Le Sénégal de l’ère Sonko, entre audace souverainiste et résilience financière
Auteur
KERANOS MEDIA
Publié le
31 décembre 2025
Un vent de rupture souffle sur les rives de l’Atlantique. Longtemps perçu comme un « élève modèle » mais docile des institutions internationales, le Sénégal change de ton. Sous l’impulsion du Premier ministre Ousmane Sonko, le pays tente un pari audacieux : troquer la dépendance aux prêts extérieurs contre une souveraineté économique assumée.
Dès son arrivée, le tandem Diomaye-Sonko a frappé fort en révélant une « dette cachée » héritée du passé, faisant passer le ratio d’endettement de 74 % à près de 100 % du PIB. Une opération de transparence risquée qui, loin de faire fuir les partenaires, a fini par asseoir la crédibilité du « Projet ».
Un record de confiance : 13 000 milliards de FCFA annoncés

Le coup d’éclat s’est produit lors du Forum « Invest in Senegal ». Malgré un contexte mondial tendu, le gouvernement a réussi à mobiliser des intentions d’investissement record s’élevant à 13 211 milliards de FCFA (environ 23,5 milliards de dollars).

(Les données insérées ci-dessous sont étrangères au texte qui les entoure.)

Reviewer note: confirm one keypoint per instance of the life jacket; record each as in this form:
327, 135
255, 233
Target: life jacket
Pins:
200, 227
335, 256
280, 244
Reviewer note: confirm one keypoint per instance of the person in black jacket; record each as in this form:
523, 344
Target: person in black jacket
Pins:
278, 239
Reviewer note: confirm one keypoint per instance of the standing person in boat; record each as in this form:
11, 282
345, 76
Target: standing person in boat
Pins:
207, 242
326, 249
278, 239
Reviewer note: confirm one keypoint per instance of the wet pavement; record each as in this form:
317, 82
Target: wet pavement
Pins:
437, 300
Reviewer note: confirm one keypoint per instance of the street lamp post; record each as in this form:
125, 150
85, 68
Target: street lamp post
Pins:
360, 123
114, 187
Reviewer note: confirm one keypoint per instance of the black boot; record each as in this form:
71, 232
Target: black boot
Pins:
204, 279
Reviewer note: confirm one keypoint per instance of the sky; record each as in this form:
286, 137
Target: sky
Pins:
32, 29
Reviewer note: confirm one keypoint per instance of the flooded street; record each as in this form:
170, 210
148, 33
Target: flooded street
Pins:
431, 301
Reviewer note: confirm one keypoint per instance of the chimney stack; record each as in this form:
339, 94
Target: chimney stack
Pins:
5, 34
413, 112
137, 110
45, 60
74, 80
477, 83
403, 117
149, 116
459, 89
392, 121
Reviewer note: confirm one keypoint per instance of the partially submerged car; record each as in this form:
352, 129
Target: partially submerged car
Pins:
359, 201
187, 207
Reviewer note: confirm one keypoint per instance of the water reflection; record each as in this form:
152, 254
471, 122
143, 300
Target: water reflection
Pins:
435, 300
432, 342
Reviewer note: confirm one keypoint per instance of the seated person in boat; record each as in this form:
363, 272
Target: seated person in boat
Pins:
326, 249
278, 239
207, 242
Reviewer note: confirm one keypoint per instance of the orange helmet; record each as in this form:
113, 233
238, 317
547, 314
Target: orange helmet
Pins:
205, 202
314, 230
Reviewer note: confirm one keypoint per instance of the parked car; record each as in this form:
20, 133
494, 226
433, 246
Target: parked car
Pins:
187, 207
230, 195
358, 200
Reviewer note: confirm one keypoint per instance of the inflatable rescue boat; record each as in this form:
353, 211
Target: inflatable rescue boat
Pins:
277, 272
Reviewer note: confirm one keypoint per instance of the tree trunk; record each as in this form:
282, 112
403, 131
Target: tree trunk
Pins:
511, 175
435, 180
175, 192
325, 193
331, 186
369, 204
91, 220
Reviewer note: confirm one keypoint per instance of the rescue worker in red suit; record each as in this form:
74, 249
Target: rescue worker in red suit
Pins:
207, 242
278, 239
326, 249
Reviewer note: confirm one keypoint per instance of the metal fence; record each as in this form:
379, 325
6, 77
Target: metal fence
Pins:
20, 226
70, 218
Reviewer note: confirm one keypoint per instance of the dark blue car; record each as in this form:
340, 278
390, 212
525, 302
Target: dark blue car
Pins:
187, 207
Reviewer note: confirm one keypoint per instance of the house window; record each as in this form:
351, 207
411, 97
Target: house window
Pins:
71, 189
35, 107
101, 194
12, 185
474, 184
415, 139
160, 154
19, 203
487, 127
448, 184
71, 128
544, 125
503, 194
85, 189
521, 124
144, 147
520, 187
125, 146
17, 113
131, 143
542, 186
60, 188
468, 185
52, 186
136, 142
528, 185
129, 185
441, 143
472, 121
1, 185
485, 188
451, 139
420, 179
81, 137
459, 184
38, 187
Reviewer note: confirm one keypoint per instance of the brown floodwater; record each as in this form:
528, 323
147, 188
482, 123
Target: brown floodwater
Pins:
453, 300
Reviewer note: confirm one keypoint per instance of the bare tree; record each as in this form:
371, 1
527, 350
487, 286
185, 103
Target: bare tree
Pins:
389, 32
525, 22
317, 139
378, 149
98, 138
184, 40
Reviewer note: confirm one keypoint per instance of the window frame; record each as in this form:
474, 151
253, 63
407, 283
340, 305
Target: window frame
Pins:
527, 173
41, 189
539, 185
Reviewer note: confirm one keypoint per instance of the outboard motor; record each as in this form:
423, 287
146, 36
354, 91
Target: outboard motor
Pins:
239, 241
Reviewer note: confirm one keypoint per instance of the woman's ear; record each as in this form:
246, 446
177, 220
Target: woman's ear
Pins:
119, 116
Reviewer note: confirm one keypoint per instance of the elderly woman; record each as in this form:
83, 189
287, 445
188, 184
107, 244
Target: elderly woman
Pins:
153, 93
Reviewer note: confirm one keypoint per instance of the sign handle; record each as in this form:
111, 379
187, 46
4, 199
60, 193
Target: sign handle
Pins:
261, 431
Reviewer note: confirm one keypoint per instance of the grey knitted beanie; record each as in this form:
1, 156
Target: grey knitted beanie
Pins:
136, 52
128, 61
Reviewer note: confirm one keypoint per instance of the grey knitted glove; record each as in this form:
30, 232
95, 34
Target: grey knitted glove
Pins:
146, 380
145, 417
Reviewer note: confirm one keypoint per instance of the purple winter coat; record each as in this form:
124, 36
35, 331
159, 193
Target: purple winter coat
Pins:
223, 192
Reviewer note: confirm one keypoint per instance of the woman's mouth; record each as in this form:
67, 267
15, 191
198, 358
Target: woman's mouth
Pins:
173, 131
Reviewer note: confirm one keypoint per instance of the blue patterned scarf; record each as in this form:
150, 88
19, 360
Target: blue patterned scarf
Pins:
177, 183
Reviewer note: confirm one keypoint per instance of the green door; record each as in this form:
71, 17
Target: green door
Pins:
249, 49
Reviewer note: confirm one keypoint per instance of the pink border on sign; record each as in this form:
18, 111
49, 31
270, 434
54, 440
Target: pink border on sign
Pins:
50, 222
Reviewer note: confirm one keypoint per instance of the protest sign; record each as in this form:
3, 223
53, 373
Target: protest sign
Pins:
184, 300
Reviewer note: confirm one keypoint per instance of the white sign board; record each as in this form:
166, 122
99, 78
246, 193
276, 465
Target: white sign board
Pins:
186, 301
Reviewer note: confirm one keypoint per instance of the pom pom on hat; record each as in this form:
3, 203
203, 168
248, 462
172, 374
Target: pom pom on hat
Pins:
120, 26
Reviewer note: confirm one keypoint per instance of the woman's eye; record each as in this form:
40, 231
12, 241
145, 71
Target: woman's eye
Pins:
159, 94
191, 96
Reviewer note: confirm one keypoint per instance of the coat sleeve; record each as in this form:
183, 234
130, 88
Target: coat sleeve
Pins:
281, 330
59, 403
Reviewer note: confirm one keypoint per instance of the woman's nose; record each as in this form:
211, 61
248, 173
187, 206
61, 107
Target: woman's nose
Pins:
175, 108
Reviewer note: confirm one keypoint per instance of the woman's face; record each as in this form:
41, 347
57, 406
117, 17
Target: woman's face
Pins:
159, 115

Ce succès montre que la « signature Sénégal » reste l’une des plus prisées d’Afrique, portée par une prévision de croissance exceptionnelle de 8,4 % pour 2025, dopée par les premières retombées du pétrole et du gaz.
La méthode Sonko : Renégocier plutôt que subir
La « brillance » de cette gestion réside dans la renégociation de 27 contrats miniers et pétroliers. L’objectif est clair : récupérer chaque franc CFA qui revient de droit au peuple sénégalais. En imposant par exemple une facture fiscale de près de 42 milliards de FCFA (68 millions $) au géant Woodside, le gouvernement a envoyé un signal fort : le Sénégal n’est plus à brader.